Financial incentives provide a competitive advantage to businesses. Local officials understand the importance of attracting new businesses and are willing to provide economic development incentives. But how does an existing business compete for the same attention and financial investment from local leaders?

“While new business attraction grabs the headlines, savvy officials are aware that approximately 80 percent of new jobs are created by existing businesses,” says Graham Allison, president of Graham A. Allison & Associates LLC, an affiliate of Clarus Partners.

He says local officials regularly hold ‘retention and expansion’ visits with companies already in the community to identify their needs and discuss growth opportunities.

However, not all companies seize their chance for help.

“Many of these local businesses invest in new jobs, equipment and infrastructure without determining if they are eligible for incentives, and the opportunity passes them by.”

Smart Business spoke with Allison about the incentives available to companies, when they can be used and what to consider before pursuing them.

In what situations do companies have the leverage to negotiate for incentives?

In general, the larger the investment and the number of jobs created, the greater the likelihood of a more robust incentive package. Companies have the most leverage when there is interstate or international competition for the project and when incentives are a key factor in the decision to expand.

The opportunity for incentives arises from investment in new jobs, equipment, technology, infrastructure, and brick and mortar. Rather than exerting leverage, companies can look to create a public-private partnership in which both the community and company benefit.

What kinds of incentives should be requested?

Discussions around incentives typically refer to municipal or city-level incentives. Yet, there are numerous types of incentives at the local, county, state and federal levels. CEOs should make expansion decisions based on all the information at their disposal.

There is a bit of art and science to negotiating incentives. Each program has its own goals and mission to aid in job creation, along with specific compliance requirements.
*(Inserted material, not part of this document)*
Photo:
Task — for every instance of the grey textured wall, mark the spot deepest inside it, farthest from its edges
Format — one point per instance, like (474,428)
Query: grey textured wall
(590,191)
It’s important that companies avoid asking for an incentive that cannot be utilized.

Who from the company should be represented during incentive negotiations?

This can be done multiple ways — an anonymous site selection project or direct discussion with state, county and local officials by the CEO and his or her team of advisers. It is also helpful for CEOs and CFOs, as well their accountants, to work with incentives specialists who can help maximize the opportunity to gain incentives. Economic development incentive specialists can help save time and effort when determining eligibility for incentives and help drive the negotiation process to positive outcomes.

What can businesses that are looking for incentives do to get what they’re after?

Businesses should do their homework. Most incentive programs have strict, codified covenants that require diligent compliance reporting to avoid claw-back of incentives. It is important to know going into a negotiation if the business will be eligible to receive incentives at all based on the level of investment and jobs created. A consultant can take you down a relevant path.

Financial incentives can have tremendous positive impact to the bottom line. While local officials are generally willing to provide incentives, they are not without strings. Prior to making any major expansion or investment, it is important to know if the cost of gaining incentives justifies the efforts to obtain them. A professional who is well-versed in the process can help to create the most advantageous outcome that is a win-win for communities and the business.